Jallianwala Bagh: Flaws in the argument for an apology by Britain
Should the son bear the burden of the sins of the father? It is this dilemma — its implications are both philosophical and economic — that lies at the heart of the refusal of States, mostly European nations that colonized large swathes of global territory, to issue formal apologies to countries and people who bore the brunt of imperial misrule. The British prime minister, Theresa May, has let the world and India know which side of the debate she is on. She has acknowledged the massacre of Indians at Jallianwala Bagh — the tragedy is in its centenary year — as a “shameful scar” on the history of British India. But Britain, evidently, will not apologize formally for that misdeed. There are, of course, exceptions to this rule. Ms May’s country has, in fact, apologized for the excesses committed by imperial officers against the people of Kenya. But such formal expressions of regret are rare because of the concurrent demands of reparation. A compensation of nearly 20 million pounds was set to be shared among numerous claimants in Kenya. Should India then have reasons to be cut up about Britain’s stubborn refusal to say sorry for a past sin at a time when the bilateral relationship remains especially smooth?

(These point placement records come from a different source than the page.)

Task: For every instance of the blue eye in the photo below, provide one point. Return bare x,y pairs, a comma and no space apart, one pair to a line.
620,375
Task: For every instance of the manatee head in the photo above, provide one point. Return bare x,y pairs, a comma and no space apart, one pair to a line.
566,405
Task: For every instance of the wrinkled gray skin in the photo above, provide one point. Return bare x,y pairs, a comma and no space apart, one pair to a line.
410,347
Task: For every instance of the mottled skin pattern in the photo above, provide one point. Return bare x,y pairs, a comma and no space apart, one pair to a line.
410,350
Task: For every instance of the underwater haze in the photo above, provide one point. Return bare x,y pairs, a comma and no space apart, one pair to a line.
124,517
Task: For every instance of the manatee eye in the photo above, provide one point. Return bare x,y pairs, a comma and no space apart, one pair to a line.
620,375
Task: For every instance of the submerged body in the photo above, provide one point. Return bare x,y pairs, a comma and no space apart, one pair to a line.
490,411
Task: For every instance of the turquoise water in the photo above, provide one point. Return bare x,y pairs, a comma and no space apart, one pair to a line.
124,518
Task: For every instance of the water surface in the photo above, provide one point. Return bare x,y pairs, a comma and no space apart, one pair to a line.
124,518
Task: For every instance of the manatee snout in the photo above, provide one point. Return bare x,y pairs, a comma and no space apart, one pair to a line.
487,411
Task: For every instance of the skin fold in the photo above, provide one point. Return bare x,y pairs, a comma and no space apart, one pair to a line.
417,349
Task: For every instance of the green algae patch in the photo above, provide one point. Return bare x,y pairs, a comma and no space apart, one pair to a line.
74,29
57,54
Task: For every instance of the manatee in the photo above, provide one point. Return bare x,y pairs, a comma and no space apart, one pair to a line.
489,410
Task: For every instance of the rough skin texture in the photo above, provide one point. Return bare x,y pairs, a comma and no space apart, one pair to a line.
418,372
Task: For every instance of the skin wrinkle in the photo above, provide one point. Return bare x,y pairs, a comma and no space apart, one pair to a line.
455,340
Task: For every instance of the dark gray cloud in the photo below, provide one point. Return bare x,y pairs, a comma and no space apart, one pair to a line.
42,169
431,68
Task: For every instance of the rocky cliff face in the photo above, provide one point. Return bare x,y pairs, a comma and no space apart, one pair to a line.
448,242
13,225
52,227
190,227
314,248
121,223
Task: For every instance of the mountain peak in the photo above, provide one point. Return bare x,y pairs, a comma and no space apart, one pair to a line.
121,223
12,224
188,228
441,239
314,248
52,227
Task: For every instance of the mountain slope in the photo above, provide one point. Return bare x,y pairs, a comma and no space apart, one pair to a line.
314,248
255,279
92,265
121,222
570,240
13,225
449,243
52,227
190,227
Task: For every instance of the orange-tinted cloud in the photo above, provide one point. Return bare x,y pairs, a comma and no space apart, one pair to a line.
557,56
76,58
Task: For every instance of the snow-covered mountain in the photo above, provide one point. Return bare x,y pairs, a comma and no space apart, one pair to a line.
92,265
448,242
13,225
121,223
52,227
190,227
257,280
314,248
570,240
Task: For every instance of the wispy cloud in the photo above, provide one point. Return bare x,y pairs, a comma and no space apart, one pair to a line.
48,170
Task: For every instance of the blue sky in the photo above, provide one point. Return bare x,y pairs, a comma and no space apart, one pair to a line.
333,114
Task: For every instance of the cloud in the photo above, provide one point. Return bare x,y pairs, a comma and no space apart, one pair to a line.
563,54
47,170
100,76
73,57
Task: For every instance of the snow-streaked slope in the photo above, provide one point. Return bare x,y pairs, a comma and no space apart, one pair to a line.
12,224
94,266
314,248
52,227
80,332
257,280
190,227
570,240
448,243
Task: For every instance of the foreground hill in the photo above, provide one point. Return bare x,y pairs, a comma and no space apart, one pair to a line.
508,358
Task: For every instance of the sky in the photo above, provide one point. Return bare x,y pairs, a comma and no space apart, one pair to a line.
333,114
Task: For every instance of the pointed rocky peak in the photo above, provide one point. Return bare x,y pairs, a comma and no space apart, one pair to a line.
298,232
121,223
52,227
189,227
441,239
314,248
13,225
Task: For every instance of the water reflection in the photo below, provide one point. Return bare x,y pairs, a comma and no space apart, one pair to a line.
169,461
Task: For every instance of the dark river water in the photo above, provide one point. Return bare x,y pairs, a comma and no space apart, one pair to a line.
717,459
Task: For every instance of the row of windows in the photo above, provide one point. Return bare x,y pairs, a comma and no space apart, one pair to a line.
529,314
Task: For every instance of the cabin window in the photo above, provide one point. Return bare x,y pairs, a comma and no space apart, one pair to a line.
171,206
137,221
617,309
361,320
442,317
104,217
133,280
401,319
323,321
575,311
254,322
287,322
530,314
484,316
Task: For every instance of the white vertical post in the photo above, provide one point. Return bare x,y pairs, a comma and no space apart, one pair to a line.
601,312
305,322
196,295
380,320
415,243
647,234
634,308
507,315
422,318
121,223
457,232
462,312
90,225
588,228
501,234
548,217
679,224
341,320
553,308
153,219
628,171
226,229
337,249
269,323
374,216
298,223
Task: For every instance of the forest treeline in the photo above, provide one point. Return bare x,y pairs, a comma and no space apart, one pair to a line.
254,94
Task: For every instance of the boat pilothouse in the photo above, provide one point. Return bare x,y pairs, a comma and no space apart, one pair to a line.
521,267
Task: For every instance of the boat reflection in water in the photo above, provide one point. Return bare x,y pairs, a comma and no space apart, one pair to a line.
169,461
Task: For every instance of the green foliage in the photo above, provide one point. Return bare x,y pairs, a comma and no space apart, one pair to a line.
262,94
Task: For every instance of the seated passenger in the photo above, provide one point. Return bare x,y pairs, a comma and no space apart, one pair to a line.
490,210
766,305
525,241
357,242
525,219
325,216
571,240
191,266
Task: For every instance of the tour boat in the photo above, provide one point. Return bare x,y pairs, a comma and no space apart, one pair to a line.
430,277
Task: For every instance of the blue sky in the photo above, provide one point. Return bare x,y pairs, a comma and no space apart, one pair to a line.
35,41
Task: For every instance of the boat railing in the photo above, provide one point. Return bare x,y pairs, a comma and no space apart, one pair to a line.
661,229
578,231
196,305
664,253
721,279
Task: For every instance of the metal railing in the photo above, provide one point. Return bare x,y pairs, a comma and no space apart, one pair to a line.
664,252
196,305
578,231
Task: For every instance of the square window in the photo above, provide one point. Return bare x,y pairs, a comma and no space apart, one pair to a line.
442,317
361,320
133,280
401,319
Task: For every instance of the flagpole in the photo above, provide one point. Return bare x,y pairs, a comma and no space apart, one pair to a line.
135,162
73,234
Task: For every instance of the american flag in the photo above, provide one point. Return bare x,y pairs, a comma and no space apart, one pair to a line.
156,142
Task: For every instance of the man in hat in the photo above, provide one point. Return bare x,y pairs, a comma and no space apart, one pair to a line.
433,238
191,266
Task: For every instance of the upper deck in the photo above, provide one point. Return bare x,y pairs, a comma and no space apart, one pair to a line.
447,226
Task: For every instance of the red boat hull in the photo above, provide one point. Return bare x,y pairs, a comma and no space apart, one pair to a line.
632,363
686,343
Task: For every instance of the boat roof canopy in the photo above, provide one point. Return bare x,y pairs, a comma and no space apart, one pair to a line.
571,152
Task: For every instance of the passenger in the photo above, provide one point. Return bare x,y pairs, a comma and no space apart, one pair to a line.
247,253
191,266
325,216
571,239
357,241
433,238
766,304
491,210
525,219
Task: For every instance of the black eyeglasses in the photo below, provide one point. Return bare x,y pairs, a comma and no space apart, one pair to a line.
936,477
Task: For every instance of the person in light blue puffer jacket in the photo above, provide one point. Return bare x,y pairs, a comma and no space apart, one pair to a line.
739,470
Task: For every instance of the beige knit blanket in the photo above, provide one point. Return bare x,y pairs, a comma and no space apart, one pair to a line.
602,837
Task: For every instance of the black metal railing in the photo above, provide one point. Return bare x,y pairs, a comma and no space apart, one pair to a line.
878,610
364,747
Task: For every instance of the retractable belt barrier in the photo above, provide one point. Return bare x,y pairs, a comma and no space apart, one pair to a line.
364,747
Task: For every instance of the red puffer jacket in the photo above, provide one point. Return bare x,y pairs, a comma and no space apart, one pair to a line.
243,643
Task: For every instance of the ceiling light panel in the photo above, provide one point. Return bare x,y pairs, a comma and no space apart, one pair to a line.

Reflections on this query in this part of the world must not be weighed down by either umbrage or sentiment. An objective assessment, in fact, would reveal several weaknesses in the argument in favour of an apology. For instance, judged on the principle of natural justice, can the present generation in Britain be held truly accountable for what was perpetrated by members of a colonial apparatus, even while conceding the possibility that some of the descendants are in a position of privilege on account of their ancestry? There is another crucial corollary. Would a mere apology suffice as compensation for the humongous scale of violence and exploitation that India endured as a colony? Perhaps a more effective way of making contrition meaningful would be for India to make Britain an equal partner in a voyage that seeks to heal, what Ms May admitted is, a deep wound. Collaborative research, throwing open repositories of colonial archives in both nations, sharing expertise in the conservation of historical sites and so on could help in the accumulation of a shared knowledge, which could go a long way in sensitizing citizens against the depravities that were committed in the name of the Empire. This knowledge could be an insurance against imperiums of the future.